Running isn’t just a single dimensional thing. Running is actually all this little aspects of life combined together – eating, running, sleeping, recovery. To be good at running, you can just be discipline at running. But, to be at the top of the running game, you’ve got to be disciplined across all disciplines. While some opt for vegan protein powder supplements others aim for whole foods, here are 5 Best Food for runners, so be sure to include them in your meals. Fuel yourself well and you will feel the difference.

#1 Eggs

 Photo Credits: AllRecipe

Egg Protein is the most complete food protein, short of human breast milk. The protein in eggs contains all the essential amino acids your muscle requires for recovery. One egg is able to fulfill 10 per cent of your daily protein need. Boiled, poached, scrambled, or even just adding them to your soup last minute – eggs are amazing!

#2 Edamame

 Photo Credits: Momjunction


Replace your snacking temptations with Edamame – whole soybeans. They are great to snack on, and is the world’s greatest source of plant based protein. So for the vegan runners, this is perfect. Protein is not the only trick up its sleeve. These magic green beans are also high in potassium, which is essential for nerve-muscle function.

#3 Sweet Potato

 Photo Credit: Foodnetwork

Packed with Vitamin A, sweet potatoes are also high in Vitamin C and contains trace minerals – copper and manganese. These 2 minerals are crucial for muscle function, yet many runners fail to meet its daily requirements. Have you tried sweet potato fries? – Indulgence without the guilt.

#4 Almonds

It’s good to go nuts about nuts! Almonds are a great source of Vitamin E, and like copper and manganese, runners tend to fall short on meeting its daily requirements. Add a handful of almonds to your cereal or that salad of yours.

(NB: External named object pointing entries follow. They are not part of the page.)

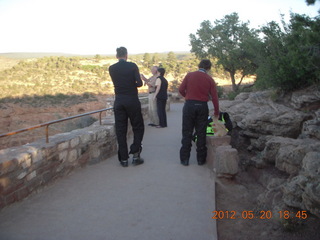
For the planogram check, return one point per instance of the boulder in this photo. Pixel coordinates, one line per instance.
(257, 113)
(305, 98)
(226, 161)
(303, 191)
(311, 128)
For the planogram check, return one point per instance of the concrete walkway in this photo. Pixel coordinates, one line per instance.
(159, 200)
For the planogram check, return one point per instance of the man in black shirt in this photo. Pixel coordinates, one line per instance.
(126, 79)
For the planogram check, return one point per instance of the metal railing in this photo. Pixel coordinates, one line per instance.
(47, 124)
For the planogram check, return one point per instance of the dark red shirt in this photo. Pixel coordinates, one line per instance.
(199, 86)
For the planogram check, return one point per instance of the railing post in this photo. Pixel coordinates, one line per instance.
(47, 134)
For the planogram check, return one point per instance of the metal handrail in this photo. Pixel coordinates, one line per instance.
(47, 124)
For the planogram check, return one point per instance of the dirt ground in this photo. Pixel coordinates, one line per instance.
(236, 204)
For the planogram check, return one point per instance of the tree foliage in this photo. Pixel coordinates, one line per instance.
(229, 41)
(291, 54)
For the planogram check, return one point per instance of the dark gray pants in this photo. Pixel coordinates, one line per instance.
(128, 107)
(195, 117)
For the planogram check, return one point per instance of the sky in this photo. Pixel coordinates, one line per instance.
(100, 26)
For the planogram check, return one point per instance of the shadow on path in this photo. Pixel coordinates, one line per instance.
(159, 200)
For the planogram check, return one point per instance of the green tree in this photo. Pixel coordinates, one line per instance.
(229, 41)
(291, 54)
(155, 59)
(147, 60)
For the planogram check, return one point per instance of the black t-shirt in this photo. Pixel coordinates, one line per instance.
(125, 77)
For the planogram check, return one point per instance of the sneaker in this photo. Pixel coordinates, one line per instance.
(124, 163)
(137, 161)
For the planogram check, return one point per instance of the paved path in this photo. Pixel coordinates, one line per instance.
(159, 200)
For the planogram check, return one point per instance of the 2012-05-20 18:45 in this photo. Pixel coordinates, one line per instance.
(264, 214)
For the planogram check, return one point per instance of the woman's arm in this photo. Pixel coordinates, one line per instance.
(158, 86)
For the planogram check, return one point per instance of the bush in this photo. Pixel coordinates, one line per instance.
(290, 58)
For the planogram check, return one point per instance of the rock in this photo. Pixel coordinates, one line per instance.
(257, 113)
(293, 190)
(311, 165)
(287, 153)
(311, 128)
(226, 161)
(304, 98)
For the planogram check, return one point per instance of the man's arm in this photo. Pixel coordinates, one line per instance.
(137, 77)
(182, 88)
(158, 86)
(215, 98)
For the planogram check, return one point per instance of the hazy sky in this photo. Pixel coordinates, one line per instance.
(100, 26)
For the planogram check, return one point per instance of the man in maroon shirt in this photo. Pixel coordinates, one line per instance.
(196, 88)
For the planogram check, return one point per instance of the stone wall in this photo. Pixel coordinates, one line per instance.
(222, 159)
(27, 168)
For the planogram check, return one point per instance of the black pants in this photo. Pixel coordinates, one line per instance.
(161, 108)
(128, 107)
(195, 116)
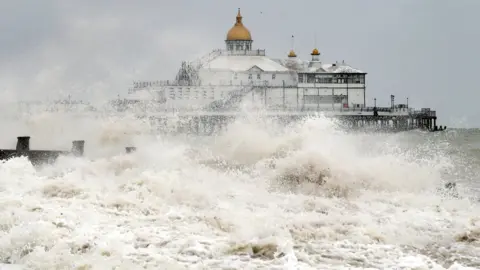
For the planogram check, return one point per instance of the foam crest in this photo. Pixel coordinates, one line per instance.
(305, 195)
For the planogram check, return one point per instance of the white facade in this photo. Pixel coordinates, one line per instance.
(288, 84)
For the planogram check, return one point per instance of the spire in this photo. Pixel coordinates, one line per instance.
(239, 18)
(292, 51)
(315, 53)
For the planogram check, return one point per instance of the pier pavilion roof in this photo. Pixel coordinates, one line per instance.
(239, 63)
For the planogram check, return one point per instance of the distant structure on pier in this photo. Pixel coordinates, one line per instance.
(217, 83)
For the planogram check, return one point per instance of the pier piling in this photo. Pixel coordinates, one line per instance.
(78, 148)
(23, 144)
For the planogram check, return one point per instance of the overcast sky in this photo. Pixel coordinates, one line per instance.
(426, 50)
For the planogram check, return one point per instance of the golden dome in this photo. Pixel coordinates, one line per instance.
(238, 31)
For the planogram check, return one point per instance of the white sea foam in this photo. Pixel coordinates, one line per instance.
(248, 198)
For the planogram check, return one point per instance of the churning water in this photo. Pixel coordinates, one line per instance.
(257, 196)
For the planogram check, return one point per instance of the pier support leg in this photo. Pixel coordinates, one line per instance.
(130, 149)
(23, 144)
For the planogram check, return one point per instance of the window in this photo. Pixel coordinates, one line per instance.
(310, 78)
(300, 78)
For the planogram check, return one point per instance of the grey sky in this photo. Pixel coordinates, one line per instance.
(422, 49)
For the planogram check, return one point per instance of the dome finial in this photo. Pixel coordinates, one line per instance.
(239, 31)
(239, 17)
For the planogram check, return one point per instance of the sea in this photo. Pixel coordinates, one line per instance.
(258, 195)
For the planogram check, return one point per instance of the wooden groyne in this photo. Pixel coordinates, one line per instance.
(38, 157)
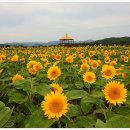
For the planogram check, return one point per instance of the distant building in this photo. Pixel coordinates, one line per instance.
(66, 40)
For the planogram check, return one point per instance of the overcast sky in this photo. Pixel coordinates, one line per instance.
(42, 22)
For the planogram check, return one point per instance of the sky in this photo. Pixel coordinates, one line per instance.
(49, 21)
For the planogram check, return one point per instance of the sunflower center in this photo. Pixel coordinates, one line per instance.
(114, 94)
(95, 65)
(108, 72)
(89, 78)
(56, 106)
(54, 73)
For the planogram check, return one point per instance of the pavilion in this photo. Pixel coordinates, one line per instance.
(66, 40)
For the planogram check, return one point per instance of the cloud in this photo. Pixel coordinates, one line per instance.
(49, 21)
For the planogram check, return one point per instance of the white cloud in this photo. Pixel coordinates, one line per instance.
(49, 21)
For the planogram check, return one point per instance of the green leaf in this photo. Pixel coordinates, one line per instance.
(79, 85)
(64, 86)
(38, 120)
(43, 89)
(74, 110)
(84, 122)
(22, 84)
(118, 121)
(87, 104)
(76, 94)
(16, 96)
(10, 122)
(97, 94)
(122, 110)
(100, 124)
(5, 114)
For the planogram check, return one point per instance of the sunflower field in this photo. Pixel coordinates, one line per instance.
(65, 87)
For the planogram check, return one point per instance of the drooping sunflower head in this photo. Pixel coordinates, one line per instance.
(55, 105)
(56, 87)
(115, 92)
(69, 59)
(54, 72)
(108, 71)
(17, 77)
(89, 77)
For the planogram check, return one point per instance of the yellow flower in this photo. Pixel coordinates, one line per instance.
(81, 55)
(14, 58)
(53, 72)
(94, 64)
(124, 75)
(125, 59)
(17, 77)
(69, 59)
(55, 105)
(108, 71)
(115, 93)
(85, 66)
(56, 87)
(91, 53)
(32, 71)
(31, 64)
(89, 77)
(113, 63)
(107, 59)
(58, 57)
(2, 58)
(1, 71)
(37, 66)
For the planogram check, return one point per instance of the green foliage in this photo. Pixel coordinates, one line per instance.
(38, 120)
(76, 94)
(5, 115)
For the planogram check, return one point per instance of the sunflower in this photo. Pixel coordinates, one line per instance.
(31, 64)
(108, 71)
(55, 105)
(85, 66)
(32, 71)
(107, 59)
(53, 72)
(89, 77)
(14, 58)
(91, 53)
(1, 71)
(58, 57)
(115, 92)
(125, 59)
(37, 66)
(69, 59)
(94, 64)
(56, 87)
(17, 77)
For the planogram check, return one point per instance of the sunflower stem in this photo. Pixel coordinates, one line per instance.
(110, 107)
(59, 124)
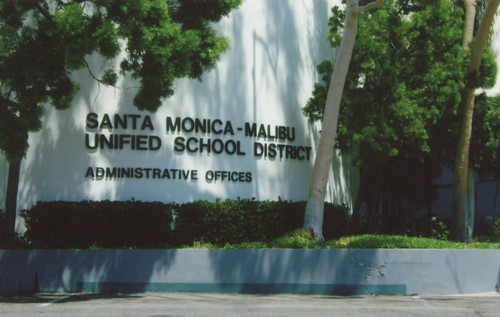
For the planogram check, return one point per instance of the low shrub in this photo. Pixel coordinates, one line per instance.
(236, 221)
(104, 224)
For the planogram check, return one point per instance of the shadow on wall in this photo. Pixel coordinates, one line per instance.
(266, 77)
(72, 271)
(335, 272)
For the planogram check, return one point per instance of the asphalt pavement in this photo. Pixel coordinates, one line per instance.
(200, 304)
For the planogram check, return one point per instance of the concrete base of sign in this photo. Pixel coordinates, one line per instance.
(339, 272)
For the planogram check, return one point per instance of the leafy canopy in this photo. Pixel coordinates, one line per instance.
(404, 83)
(42, 41)
(399, 110)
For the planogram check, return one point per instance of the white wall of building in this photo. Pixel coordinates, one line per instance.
(265, 78)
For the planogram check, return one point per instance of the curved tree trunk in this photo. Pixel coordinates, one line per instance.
(460, 201)
(11, 199)
(315, 205)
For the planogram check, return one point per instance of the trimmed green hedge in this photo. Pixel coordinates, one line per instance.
(106, 224)
(115, 224)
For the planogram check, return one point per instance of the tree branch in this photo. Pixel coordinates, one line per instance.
(369, 6)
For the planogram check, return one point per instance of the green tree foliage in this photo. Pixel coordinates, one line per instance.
(42, 41)
(400, 103)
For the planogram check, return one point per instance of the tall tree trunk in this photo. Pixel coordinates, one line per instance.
(470, 17)
(315, 205)
(11, 199)
(460, 205)
(356, 210)
(469, 230)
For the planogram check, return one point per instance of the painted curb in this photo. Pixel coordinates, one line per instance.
(267, 271)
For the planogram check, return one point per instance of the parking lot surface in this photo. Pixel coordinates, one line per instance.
(200, 304)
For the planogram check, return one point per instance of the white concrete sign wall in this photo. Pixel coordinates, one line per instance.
(238, 133)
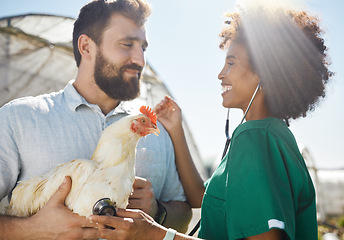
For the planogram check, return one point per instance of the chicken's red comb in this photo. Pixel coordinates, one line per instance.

Or how does almond butter spread on a slice of wholemeal bread sound?

#5 Salmon

 Photo Credit: Gizmodo

We all know that Salmon is the King of Fish. It is an excellent source of high quality protein and also a great source of Omega 3 fats. This essential Omega 3 fats are important in balancing the body’s inflammation response. So reach out for the Salmon the next time you do your grocery shopping. Pan-fry, bake or poach your salmon – and you’ve got a great dinner!

Eat well, fuel yourself well, and you will feel the difference!